IDM also insisted that all citizens were equal after having acquired citizenship, and that the discrimination in the acquisition of citizenship was no longer relevant at that point.

“The request refers to the post-acquisition stage and the method of acquisition (except for the fact of falling into the categories of citizenship by registration on naturalisation) is therefore no longer relevant at that stage.”

MaltaToday will be appealing the refusal with the Information and Data Protection Commissioner.

IDM has also refused to give a breakdown of all the accredited agencies that had successfully sold the Individual Investor Programme.

Malta’s IIP has 154 agents promoting and selling citizenship to the global elite for €650,000 a passport. Applicants must also commit to acquire a property worth €350,000 or rent an apartment for five years for at least €16,000 per annum, and invest €150,000 in government stocks.

No data, however, is publicly available about which of these agencies were successful at promoting their clients, who must pass through a due diligence exercise before being finally accepted as citizens by Identity Malta.
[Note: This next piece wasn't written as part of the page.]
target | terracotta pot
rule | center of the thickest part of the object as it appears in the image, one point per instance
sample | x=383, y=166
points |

In its refusal, Identity Malta insisted that the information requested was confidential commercial information “in view of the reasonably predictable, substantially adverse effects on the financial and property interests of the Government and… insofar as the information requested could reasonably be expected to have a substantial adverse effect on the proper and efficient conduct of the operations of a public authority and the public interest that is served by non-disclosure outweighs the public interest in disclosure.”

The regulator for the IIP, an independent officer who reviews annual data on the sale of citizenships, already publishes information on how many successful applications take place, as well as the geographical distribution of the applications.

In 2016, a MaltaToday story on the residential properties of successful IIP citizens not being worth €350,000, led to the creation of a compliance unit at Identity Malta to investigate potential abuses.

In an investigation carried out by the regulator of the IIP, it turned out that in the 13 cases selected by MaltaToday, 11 had leased their premises and in six of these cases the lease value was “nearly equal to the threshold” save for a €200 difference.

The regulator said this statistic implied the figure had been rounded upwards so that the rental would be in line with the IIP rules, or that the applicants had specifically selected a property that did not significantly exceed the minimum €16,000 threshold.

Identity Malta started to request accredited agents to provide a qualified architect’s declaration to confirm the values of the properties being leased and purchased; and has set up a Compliance Unit tasked with monitoring and investigating potential abuses.